BETYdb is a relational database that comprehensively documents available trait and yield data from diverse plant species (Figure 2.1). The underlying structure of BETYdb is designed to support meta-analysis and ecological modeling. A key feature is the PFT (plant functional type) table which allows a user to group species for analysis. On top of the database, we have created a web-portal that targets a larger range of end users, including scientists, agronomists, foresters, and those in the biofuel industry.

1.6 Data Entry

The Data Entry Workflow provides a complete description of the data entry process. BETYdb’s web interface has been developed to facilitate accurate and efficient data entry. This interface provides logical workflow to guide the user through comprehensively documenting data along with species, site information, and experimental methods. This workflow is outlined in the BETYdb Data Entry Workflow document. Data entry requires a login with Create permissions; this can be obtained by contacting David LeBauer.

1.7 Software

BETYdb uses PostgreSQL for its relational database and Ruby on Rails as its primary web portal. The database and software are deployed on CentOS, RedHat, and Ubuntu Linux servers. In 2018 we began using Docker to streamline deployment, and the BETYdb repository README provides instructions for deploying BETYdb using Docker.

1.8 List of Tables in the BETY Database

An up-to-date list of the tables in BETYdb along with their descriptions and diagrams of their interrelationships may be found at https://www.betydb.org/schemas. 2

  1. Not all of the columns intended as foreign keys are marked as such in the SQL schema. Thus some lines (and even some tables) may be missing from the schema diagram.

  2. More comprehensive documentation of the schema may be found at https://www.betydb.org/db_docs/index.html. The software used to produce this documentation, SchemeSpy, unfortunately does not document PostgreSQL check constraints.
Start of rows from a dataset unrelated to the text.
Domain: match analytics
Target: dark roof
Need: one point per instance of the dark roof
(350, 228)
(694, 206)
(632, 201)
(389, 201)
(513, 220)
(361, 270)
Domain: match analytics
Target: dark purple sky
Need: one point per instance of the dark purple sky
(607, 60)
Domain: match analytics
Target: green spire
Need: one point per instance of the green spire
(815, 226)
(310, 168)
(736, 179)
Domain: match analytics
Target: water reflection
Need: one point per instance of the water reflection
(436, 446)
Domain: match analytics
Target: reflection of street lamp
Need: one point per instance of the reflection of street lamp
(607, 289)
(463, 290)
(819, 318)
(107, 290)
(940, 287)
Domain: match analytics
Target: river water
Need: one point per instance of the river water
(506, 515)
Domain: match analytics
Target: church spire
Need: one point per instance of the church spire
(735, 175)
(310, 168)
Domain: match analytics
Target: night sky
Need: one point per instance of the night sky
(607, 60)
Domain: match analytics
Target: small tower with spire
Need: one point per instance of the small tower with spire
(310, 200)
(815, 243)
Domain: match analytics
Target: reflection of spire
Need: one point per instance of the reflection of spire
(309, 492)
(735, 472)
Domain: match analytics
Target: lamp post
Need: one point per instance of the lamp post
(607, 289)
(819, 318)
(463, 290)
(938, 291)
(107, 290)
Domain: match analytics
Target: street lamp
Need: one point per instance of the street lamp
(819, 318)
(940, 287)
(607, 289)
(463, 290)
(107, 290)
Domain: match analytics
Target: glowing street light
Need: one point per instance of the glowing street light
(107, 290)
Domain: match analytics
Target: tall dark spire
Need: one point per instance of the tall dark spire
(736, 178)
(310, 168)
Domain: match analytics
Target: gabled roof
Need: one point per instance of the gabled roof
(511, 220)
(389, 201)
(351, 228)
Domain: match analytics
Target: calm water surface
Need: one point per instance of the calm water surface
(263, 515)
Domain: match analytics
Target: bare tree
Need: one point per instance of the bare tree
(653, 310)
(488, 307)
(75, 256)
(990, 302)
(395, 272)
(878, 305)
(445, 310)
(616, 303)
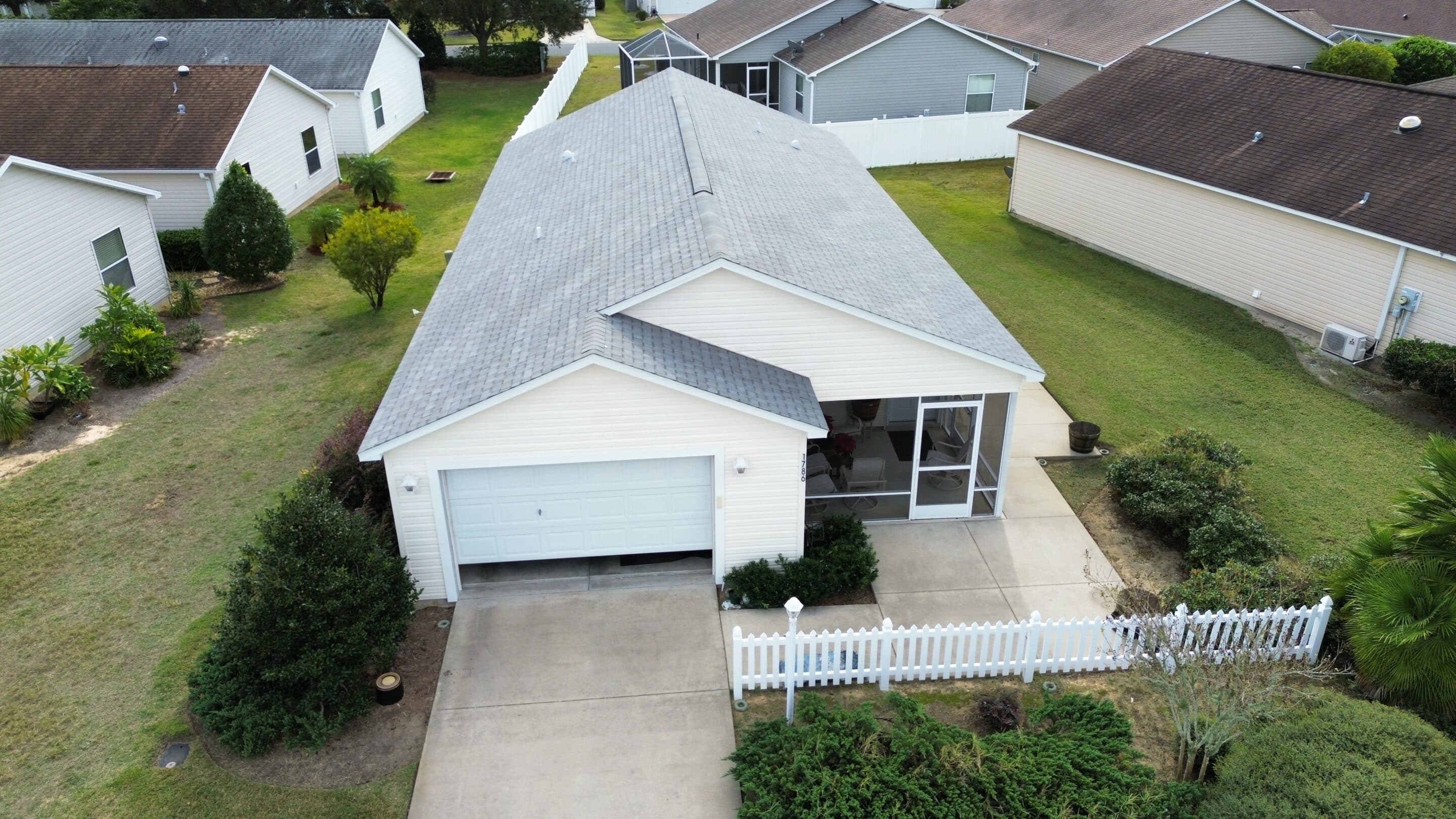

Also note that row counts in this document are not, in general, completely up-to-date. The complete, definitive documentation of the schema is the PostgreSQL code used to produce it, which may be found at https://github.com/PecanProject/bety/blob/master/db/structure.sql. (Note, however, that some BETYdb instances use slightly altered versions of the official BETYdb database schema. Sometimes, for example, an instance may add additional constraints that haven’t yet found their way into the official release. Another example is the use of materialized views in place of standard views. These variations occasionally cause problems with the database synchronization scripts.)

    Some background information about intended constraints may be found in the spreadsheet at https://docs.google.com/spreadsheets/d/1fJgaOSR0egq5azYPCP0VRIWw1AazND0OCduyjONH9Wk/edit?pli=1#gid=956483089 and in a PDF document viewable and downloadable at https://www.overleaf.com/articles/constraints-for-betydb/wxptyrksypkx. These two documents are not necessarily up-to-date, and not all of the constraints mentioned in them have been implemented. In some instances, constraints on new data have been imposed at the application level but have not yet been imposed on the database itself because of violations in existing data.